Headline after headline over the last three years has declaimed the gross unfairness of elderly people having to sell their own homes to pay for care, if they move into a residential home. This idea has been so frequently repeated that it has become an accepted “no go area”, even by the Government. No politician will stand up and suggest people should sell their homes to pay for care.
But why do people need to keep their house if they move into residential care? Obviously if their spouse is still alive that is a different matter and is allowed for in the current system. Otherwise there is no rational reason for hanging onto a house you can’t live in. It is only the emotive argument that Mum or Dad’s legacy is being sold to pay for care, when others did not scrimp and save to buy their house and now get their care for free.

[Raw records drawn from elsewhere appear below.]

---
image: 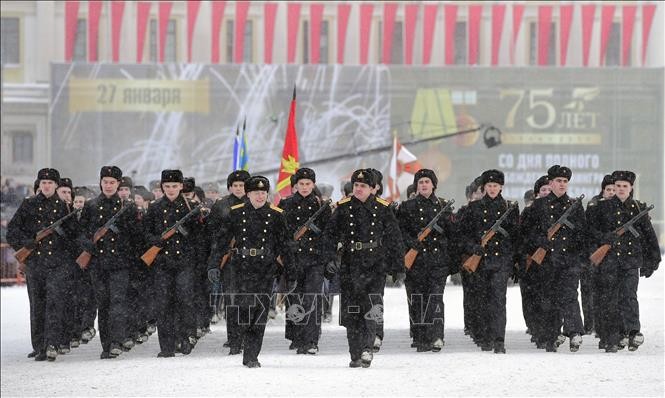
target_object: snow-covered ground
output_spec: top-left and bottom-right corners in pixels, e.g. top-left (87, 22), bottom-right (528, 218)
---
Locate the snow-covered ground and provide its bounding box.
top-left (1, 270), bottom-right (665, 397)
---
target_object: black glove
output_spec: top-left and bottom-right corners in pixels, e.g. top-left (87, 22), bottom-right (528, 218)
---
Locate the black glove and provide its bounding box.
top-left (23, 239), bottom-right (37, 250)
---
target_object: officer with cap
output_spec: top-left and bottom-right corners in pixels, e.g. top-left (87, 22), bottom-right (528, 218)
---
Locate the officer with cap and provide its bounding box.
top-left (580, 174), bottom-right (614, 338)
top-left (143, 169), bottom-right (203, 358)
top-left (7, 168), bottom-right (76, 361)
top-left (324, 169), bottom-right (404, 368)
top-left (217, 176), bottom-right (298, 368)
top-left (523, 165), bottom-right (587, 352)
top-left (454, 176), bottom-right (485, 346)
top-left (279, 167), bottom-right (331, 355)
top-left (56, 177), bottom-right (81, 354)
top-left (149, 180), bottom-right (164, 200)
top-left (397, 169), bottom-right (456, 352)
top-left (79, 166), bottom-right (141, 359)
top-left (182, 177), bottom-right (210, 339)
top-left (206, 170), bottom-right (250, 348)
top-left (589, 170), bottom-right (661, 352)
top-left (460, 170), bottom-right (519, 353)
top-left (518, 175), bottom-right (551, 349)
top-left (118, 176), bottom-right (134, 201)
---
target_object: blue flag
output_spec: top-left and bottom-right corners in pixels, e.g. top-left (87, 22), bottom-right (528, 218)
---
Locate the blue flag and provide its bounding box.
top-left (233, 123), bottom-right (249, 170)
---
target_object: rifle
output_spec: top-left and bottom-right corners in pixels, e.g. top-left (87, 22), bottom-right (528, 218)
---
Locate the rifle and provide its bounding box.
top-left (76, 206), bottom-right (129, 269)
top-left (462, 202), bottom-right (517, 272)
top-left (589, 205), bottom-right (653, 266)
top-left (404, 199), bottom-right (455, 269)
top-left (219, 237), bottom-right (236, 269)
top-left (14, 209), bottom-right (81, 264)
top-left (293, 199), bottom-right (332, 241)
top-left (141, 203), bottom-right (203, 267)
top-left (531, 194), bottom-right (584, 265)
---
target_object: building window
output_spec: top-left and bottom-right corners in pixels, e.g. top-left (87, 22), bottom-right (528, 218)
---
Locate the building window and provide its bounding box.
top-left (529, 22), bottom-right (557, 65)
top-left (605, 22), bottom-right (630, 66)
top-left (455, 22), bottom-right (468, 65)
top-left (302, 21), bottom-right (330, 64)
top-left (377, 21), bottom-right (404, 64)
top-left (226, 19), bottom-right (254, 63)
top-left (0, 17), bottom-right (21, 65)
top-left (73, 19), bottom-right (88, 62)
top-left (12, 131), bottom-right (33, 163)
top-left (150, 19), bottom-right (177, 62)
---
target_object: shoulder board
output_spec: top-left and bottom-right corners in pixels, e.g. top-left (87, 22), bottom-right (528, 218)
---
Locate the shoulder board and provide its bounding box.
top-left (376, 196), bottom-right (390, 206)
top-left (270, 205), bottom-right (284, 213)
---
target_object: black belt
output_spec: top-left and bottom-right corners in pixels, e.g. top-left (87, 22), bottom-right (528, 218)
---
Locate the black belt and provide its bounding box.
top-left (233, 248), bottom-right (268, 257)
top-left (347, 242), bottom-right (381, 250)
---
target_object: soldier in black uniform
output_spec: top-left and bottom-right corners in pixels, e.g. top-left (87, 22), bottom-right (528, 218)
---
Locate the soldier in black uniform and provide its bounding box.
top-left (79, 166), bottom-right (141, 359)
top-left (589, 171), bottom-right (661, 352)
top-left (518, 175), bottom-right (551, 349)
top-left (56, 177), bottom-right (81, 354)
top-left (397, 169), bottom-right (456, 352)
top-left (324, 169), bottom-right (404, 367)
top-left (217, 176), bottom-right (298, 368)
top-left (143, 170), bottom-right (203, 358)
top-left (74, 187), bottom-right (97, 344)
top-left (7, 168), bottom-right (76, 361)
top-left (460, 170), bottom-right (519, 353)
top-left (452, 176), bottom-right (485, 344)
top-left (206, 170), bottom-right (250, 355)
top-left (523, 165), bottom-right (587, 352)
top-left (279, 167), bottom-right (331, 355)
top-left (580, 174), bottom-right (614, 340)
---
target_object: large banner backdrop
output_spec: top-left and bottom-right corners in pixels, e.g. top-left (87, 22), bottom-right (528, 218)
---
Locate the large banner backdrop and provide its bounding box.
top-left (51, 64), bottom-right (665, 227)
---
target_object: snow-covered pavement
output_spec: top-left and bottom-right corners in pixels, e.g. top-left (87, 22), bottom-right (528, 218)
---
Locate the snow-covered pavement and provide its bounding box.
top-left (1, 269), bottom-right (665, 397)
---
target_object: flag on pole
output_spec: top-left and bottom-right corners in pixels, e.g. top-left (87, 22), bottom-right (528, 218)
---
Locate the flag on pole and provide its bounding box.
top-left (386, 136), bottom-right (422, 201)
top-left (275, 86), bottom-right (300, 203)
top-left (233, 119), bottom-right (249, 170)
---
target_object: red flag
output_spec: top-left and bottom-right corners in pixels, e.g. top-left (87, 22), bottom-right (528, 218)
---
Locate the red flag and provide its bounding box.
top-left (386, 137), bottom-right (422, 202)
top-left (274, 87), bottom-right (300, 203)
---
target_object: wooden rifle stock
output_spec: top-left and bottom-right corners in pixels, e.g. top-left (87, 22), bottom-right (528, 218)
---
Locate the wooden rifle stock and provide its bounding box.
top-left (589, 243), bottom-right (612, 266)
top-left (293, 226), bottom-right (307, 241)
top-left (14, 224), bottom-right (55, 264)
top-left (141, 246), bottom-right (162, 267)
top-left (219, 238), bottom-right (236, 269)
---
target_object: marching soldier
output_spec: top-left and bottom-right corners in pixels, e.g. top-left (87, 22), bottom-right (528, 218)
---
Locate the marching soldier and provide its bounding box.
top-left (150, 180), bottom-right (164, 200)
top-left (206, 170), bottom-right (250, 355)
top-left (397, 169), bottom-right (455, 352)
top-left (518, 175), bottom-right (551, 349)
top-left (523, 165), bottom-right (587, 352)
top-left (217, 176), bottom-right (297, 368)
top-left (56, 177), bottom-right (81, 354)
top-left (324, 169), bottom-right (404, 368)
top-left (79, 166), bottom-right (141, 359)
top-left (589, 171), bottom-right (661, 352)
top-left (143, 170), bottom-right (202, 358)
top-left (280, 167), bottom-right (331, 355)
top-left (7, 168), bottom-right (76, 361)
top-left (460, 170), bottom-right (519, 353)
top-left (580, 174), bottom-right (614, 338)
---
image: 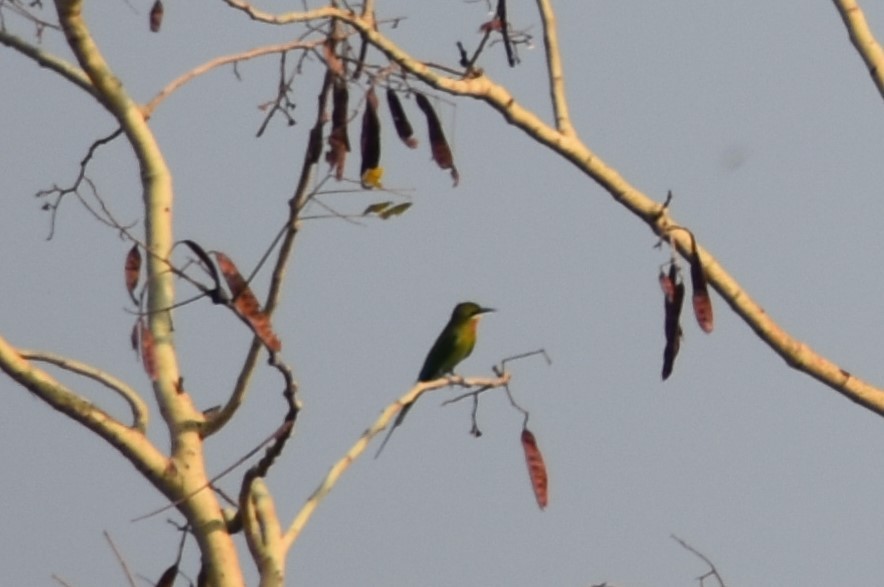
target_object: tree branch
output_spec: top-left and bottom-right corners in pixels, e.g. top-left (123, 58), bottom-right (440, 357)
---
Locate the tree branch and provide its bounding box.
top-left (55, 0), bottom-right (244, 587)
top-left (0, 337), bottom-right (169, 482)
top-left (537, 0), bottom-right (576, 137)
top-left (224, 0), bottom-right (884, 416)
top-left (141, 39), bottom-right (323, 118)
top-left (0, 29), bottom-right (98, 98)
top-left (18, 349), bottom-right (149, 433)
top-left (282, 373), bottom-right (510, 552)
top-left (834, 0), bottom-right (884, 98)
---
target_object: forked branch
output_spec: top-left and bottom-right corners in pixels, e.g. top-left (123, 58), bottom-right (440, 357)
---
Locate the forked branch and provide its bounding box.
top-left (224, 0), bottom-right (884, 415)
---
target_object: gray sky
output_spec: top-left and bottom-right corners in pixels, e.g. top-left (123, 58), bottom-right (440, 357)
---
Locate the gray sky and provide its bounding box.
top-left (0, 0), bottom-right (884, 587)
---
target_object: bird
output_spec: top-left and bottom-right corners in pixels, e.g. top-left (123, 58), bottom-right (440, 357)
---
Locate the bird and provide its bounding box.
top-left (375, 302), bottom-right (495, 458)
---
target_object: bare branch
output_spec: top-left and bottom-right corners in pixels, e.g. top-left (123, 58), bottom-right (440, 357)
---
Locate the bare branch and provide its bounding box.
top-left (203, 70), bottom-right (333, 436)
top-left (283, 374), bottom-right (510, 551)
top-left (537, 0), bottom-right (576, 137)
top-left (0, 29), bottom-right (98, 98)
top-left (834, 0), bottom-right (884, 98)
top-left (142, 39), bottom-right (323, 118)
top-left (19, 349), bottom-right (149, 432)
top-left (670, 534), bottom-right (725, 587)
top-left (104, 530), bottom-right (137, 587)
top-left (0, 330), bottom-right (169, 482)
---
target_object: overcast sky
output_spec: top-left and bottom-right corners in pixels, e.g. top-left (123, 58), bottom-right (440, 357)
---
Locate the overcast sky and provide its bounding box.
top-left (0, 0), bottom-right (884, 587)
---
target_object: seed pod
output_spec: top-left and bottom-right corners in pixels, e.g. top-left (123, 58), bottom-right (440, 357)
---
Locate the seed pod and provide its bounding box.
top-left (414, 92), bottom-right (460, 185)
top-left (215, 251), bottom-right (282, 352)
top-left (123, 245), bottom-right (141, 306)
top-left (150, 0), bottom-right (164, 33)
top-left (359, 86), bottom-right (382, 188)
top-left (521, 428), bottom-right (549, 509)
top-left (691, 234), bottom-right (713, 334)
top-left (663, 263), bottom-right (684, 381)
top-left (325, 79), bottom-right (350, 180)
top-left (387, 88), bottom-right (417, 149)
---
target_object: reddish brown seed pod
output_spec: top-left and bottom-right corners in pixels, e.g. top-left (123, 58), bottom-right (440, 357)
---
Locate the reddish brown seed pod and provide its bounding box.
top-left (691, 234), bottom-right (713, 334)
top-left (138, 318), bottom-right (157, 381)
top-left (215, 251), bottom-right (282, 352)
top-left (123, 245), bottom-right (141, 306)
top-left (521, 428), bottom-right (549, 509)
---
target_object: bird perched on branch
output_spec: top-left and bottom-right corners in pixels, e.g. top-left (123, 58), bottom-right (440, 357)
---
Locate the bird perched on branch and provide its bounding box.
top-left (375, 302), bottom-right (494, 458)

Failure to confront the reality of this situation is what holds back the release of billions of pounds that could begin to transform the lives of so many elderly people, who while they hang onto their house, cannot afford good quality care.
Yes, people worked hard all their lives to buy their houses, but it is house price inflation, more than hard work, that really added value to their houses. The hard fact is that while they were paying off their mortgages, people were not saving enough for their retirement. Now, they need to think of their house as their retirement fund rather than hanging onto it to leave to their grown up children.
If they can do both they are lucky. If not their first priority must be to look after themselves, which is what most children would want for them.
The “hang onto your house at all costs” message, so strongly advocated by the Daily Mail and often picked up by the voluntary sector, holds back homeowners from the reality of a better life.
My message is the opposite. Cash in your house now and buy yourself a better life while you are still young enough to enjoy it. Forget the idea that the State will look after you, it won’t. All the evidence is that State funded care in both the NHS and the social care sector, is underfunded and poor quality. It is only through homeowners looking after themselves by downsizing, that there is any chance of a significant amount of additional funds being available to improve the lives of older people. Equity release is an alternative but it is prohibitively expensive.
The missing link, which Dilnot set out to solve but Government intervention in his report has sunk before it got started, is a viable and affordable long-term care insurance market.
The only sensible answer left is a new compulsory social care tax on everyone, to cover the cost of long-term care.